Abstract
Acute inferior myocardial infarction can be complicated by conduction disorders and/or by extension to the right ventricle (RV). Both situations can resolve with an early percutaneous revascularization.
We report a case of a 73-year-old woman, with arterial hypertension, dyslipidemia, and studied by cardiology for atypical chest pain, with several negative ischemia detection tests. She was brought to the Emergency Department due to oppressive chest pain irradiated to the left upper extremity. An electrocardiogram was performed, highlighting a complete atrioventricular block with suprahisian escape and ST segment elevation in inferior leads.
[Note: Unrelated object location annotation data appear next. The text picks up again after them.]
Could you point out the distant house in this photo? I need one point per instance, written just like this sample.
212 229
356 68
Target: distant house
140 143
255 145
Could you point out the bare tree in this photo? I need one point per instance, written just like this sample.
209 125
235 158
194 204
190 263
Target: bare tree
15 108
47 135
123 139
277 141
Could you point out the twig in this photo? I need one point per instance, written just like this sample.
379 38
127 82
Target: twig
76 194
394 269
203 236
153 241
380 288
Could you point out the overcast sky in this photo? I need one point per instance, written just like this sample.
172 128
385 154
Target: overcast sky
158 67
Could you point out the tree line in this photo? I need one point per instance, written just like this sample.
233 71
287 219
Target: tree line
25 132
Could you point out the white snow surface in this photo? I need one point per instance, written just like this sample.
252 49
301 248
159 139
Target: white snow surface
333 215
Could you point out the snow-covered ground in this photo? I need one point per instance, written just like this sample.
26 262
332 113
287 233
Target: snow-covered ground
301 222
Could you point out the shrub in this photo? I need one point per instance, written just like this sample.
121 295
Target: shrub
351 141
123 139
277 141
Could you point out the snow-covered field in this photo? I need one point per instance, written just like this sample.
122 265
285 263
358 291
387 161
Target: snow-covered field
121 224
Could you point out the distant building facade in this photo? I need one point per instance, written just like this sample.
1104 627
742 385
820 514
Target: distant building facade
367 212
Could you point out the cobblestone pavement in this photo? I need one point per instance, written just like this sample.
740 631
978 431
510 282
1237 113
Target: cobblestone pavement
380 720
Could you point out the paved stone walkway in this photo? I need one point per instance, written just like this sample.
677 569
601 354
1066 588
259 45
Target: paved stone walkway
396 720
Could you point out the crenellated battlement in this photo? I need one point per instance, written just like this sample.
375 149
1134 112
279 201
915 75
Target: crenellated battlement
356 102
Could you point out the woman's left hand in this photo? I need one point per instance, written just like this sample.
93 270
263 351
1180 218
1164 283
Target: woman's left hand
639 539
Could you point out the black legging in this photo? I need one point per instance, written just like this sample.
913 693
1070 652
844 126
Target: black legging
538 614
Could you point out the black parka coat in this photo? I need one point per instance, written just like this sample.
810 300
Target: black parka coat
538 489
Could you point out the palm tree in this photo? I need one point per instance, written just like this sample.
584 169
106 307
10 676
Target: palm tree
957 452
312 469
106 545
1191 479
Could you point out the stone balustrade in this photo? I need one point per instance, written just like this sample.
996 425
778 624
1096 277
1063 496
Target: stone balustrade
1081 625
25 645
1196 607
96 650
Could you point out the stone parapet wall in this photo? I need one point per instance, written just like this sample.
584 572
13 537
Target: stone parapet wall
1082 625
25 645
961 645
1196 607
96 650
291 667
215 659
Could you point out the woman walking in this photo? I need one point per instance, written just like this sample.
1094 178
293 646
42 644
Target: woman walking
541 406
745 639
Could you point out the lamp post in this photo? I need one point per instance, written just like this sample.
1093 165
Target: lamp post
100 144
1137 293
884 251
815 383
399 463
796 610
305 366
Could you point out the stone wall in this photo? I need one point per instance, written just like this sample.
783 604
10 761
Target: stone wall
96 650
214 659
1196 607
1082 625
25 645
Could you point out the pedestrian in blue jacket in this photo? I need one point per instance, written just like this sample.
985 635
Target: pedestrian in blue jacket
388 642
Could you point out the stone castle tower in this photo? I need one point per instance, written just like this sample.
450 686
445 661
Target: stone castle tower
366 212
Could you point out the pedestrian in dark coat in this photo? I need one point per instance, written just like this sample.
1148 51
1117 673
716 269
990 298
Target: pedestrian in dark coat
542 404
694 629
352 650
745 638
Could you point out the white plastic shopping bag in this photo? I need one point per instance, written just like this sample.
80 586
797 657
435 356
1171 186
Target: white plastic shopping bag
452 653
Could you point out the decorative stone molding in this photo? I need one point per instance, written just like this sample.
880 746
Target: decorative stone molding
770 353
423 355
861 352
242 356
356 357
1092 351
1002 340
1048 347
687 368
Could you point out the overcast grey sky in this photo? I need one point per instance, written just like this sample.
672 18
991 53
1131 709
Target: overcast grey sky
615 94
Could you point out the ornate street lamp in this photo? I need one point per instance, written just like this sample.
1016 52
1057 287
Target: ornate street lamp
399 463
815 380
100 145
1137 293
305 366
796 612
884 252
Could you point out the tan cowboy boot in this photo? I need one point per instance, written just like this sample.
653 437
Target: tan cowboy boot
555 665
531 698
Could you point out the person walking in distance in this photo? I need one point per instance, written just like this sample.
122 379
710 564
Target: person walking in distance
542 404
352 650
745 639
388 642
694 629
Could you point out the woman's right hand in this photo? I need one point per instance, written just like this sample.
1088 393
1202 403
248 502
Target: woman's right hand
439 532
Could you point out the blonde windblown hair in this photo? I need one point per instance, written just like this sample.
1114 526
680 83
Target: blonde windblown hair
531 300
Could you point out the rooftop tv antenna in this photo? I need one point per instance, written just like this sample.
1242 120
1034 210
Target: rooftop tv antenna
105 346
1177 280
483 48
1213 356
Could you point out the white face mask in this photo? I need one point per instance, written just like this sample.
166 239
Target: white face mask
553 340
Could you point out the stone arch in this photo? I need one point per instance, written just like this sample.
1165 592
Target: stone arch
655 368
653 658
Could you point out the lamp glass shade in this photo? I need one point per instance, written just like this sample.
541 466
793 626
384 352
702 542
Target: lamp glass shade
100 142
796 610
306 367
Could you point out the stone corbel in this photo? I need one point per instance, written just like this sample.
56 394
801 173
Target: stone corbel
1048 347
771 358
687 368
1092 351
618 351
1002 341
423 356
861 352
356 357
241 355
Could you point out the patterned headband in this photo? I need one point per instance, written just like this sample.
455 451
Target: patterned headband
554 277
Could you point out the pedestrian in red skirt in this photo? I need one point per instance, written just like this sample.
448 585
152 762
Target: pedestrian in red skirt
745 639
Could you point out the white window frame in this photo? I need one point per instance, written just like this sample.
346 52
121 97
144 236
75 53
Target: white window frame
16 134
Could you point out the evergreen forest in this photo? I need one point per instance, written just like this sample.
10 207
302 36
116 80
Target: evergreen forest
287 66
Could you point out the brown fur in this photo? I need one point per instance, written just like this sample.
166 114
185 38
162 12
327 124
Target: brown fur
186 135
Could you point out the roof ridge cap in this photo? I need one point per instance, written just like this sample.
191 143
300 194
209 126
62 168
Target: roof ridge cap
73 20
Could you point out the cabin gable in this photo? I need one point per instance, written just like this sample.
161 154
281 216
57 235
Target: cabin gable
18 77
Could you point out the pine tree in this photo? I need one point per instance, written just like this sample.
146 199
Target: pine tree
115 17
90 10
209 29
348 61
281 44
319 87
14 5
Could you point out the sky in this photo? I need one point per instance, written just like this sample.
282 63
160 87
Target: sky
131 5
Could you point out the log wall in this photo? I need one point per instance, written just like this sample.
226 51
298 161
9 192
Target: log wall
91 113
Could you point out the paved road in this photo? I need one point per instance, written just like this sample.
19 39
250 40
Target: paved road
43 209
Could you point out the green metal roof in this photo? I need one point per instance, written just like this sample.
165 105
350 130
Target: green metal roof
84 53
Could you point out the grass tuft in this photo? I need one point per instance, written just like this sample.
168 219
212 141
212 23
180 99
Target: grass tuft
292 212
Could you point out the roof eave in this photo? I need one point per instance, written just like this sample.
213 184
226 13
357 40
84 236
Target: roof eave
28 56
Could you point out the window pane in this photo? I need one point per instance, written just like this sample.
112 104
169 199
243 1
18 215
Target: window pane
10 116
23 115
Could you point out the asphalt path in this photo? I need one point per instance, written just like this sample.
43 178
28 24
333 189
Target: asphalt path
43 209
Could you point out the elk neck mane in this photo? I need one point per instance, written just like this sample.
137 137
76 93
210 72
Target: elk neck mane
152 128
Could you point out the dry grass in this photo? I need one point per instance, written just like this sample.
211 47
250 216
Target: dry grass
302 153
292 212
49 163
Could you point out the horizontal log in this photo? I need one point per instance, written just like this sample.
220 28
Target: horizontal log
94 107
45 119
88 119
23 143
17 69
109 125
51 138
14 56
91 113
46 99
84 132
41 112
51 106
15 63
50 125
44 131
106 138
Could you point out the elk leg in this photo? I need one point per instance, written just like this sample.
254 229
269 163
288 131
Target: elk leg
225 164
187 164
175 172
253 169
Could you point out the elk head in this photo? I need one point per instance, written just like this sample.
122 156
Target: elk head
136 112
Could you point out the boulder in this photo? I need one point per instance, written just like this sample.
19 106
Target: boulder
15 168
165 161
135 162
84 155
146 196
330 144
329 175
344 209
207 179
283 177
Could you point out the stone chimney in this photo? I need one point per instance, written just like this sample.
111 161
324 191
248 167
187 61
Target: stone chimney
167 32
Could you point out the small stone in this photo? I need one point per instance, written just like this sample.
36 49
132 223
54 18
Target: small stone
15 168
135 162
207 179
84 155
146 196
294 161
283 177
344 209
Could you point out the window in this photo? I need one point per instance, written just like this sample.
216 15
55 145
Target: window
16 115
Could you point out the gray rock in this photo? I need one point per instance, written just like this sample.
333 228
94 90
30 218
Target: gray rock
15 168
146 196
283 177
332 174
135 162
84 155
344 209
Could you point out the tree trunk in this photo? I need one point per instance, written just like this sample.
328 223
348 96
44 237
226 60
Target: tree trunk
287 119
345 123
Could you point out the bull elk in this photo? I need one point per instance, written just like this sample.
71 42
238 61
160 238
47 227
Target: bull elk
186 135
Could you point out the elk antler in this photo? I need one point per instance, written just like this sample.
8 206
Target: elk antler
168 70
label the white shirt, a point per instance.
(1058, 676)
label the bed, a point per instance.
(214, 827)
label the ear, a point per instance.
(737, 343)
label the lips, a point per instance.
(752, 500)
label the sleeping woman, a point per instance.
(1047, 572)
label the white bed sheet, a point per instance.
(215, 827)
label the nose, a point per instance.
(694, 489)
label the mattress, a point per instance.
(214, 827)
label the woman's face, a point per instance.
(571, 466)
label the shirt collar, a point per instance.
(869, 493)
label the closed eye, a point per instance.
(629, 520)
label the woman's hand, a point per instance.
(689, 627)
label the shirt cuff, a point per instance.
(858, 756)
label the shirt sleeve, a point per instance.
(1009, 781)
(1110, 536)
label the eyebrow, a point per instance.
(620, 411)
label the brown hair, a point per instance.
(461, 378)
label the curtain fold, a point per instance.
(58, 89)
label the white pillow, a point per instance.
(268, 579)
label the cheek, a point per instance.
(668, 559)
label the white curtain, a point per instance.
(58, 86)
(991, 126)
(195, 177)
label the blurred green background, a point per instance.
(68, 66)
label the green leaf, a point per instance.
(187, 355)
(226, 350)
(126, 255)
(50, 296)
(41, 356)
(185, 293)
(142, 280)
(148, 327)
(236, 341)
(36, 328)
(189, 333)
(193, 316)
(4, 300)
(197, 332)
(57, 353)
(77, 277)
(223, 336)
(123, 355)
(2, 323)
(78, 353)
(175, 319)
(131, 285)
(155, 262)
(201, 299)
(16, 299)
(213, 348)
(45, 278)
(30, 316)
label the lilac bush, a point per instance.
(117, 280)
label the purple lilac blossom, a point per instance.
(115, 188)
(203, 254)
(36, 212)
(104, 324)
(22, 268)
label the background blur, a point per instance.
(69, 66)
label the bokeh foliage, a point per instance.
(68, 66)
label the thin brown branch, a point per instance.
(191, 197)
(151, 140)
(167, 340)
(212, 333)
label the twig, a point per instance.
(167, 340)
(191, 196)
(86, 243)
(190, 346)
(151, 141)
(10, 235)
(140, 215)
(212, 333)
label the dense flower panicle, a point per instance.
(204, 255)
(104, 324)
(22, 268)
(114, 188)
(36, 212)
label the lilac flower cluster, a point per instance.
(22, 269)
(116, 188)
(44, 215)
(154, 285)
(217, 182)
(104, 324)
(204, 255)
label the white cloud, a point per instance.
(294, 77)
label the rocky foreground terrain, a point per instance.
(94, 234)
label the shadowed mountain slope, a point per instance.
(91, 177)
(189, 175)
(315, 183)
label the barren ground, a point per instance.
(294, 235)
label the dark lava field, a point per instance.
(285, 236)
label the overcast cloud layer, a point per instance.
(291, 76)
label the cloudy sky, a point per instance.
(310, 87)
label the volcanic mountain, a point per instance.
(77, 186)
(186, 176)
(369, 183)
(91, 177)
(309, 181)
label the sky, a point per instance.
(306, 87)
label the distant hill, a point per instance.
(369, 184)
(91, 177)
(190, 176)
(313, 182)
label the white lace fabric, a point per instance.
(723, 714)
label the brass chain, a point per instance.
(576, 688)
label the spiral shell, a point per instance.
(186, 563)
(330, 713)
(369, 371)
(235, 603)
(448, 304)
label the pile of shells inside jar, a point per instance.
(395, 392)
Tendency to arterial hypotension and multiple episodes of asymptomatic non-sustained monomorphic ventricular tachycardias as well as self-limiting Torsade de Pointes were registered. The transthoracic echocardiogram (TTE) showed an akinesia circumscribed to the basal segment of the inferior left ventricle wall, a non-dilated RV with akinesia of its anterior wall and a new onset functional and asymmetric severe tricuspid regurgitation (TR) by tethering of the anterior leaflet. It was not possible to estimate the RV-RA gradient by obtaining a dense triangular doppler continuous wave jet contour with early peak. Vena contracta was 7 mm long.
An urgent coronary angiography was performed in which the presence of an acute thrombotic occlusion of the proximal segment of the right coronary artery was confirmed. A drug-eluting stent was implanted, with good result. With all this, it was possible to stabilize the patient"s electrical and hemodynamic situation. A TTE was repeated one week after, in which mild to moderate tricuspid regurgitation was observed, coinciding with improvement of the RV systolic function and better mobility of the anterior tricuspid leaflet.
Anatomically, the tricuspid valve consists of anterior, septal, and posterior leaflets. Each leaflet is connected via chordae tendineae to the anterior, posterior, and septal papillary muscles of the right ventricle, respectively. The cause of functional TR appears to be tricuspid annular dilatation and tethering of the tricuspid valve leaflets (because of LV failure, pulmonary hypertension, left-to-right shunt, or RV infarction). Primary disorders of the tricuspid valve causing TR are less common. RV myocardial infarction may involve the wall supporting the papillary muscle with resulting tension on the chordae causing TR. The 2D TTE demonstrates incomplete and often asymmetric closure of the tricuspid leaflets with apical displacement of the coaptation point. This phenomenon is similar to that seen with LV myocardial infarction with resulting loss of support of mitral papillary muscle and ischemic mitral regurgitation.
We report a case of acute inferior myocardial infarction involving the RV that caused a transient dysfunction of the papillary muscle of the anterior tricuspid leaflet, generating a severe TR that resolved by early revascularization.
Abstract P716 Figure. A: severe acute TR. B: few days after
P716 Acute chest pain and new onset severe and asymmetric functional tricuspid regurgitation: What is going on?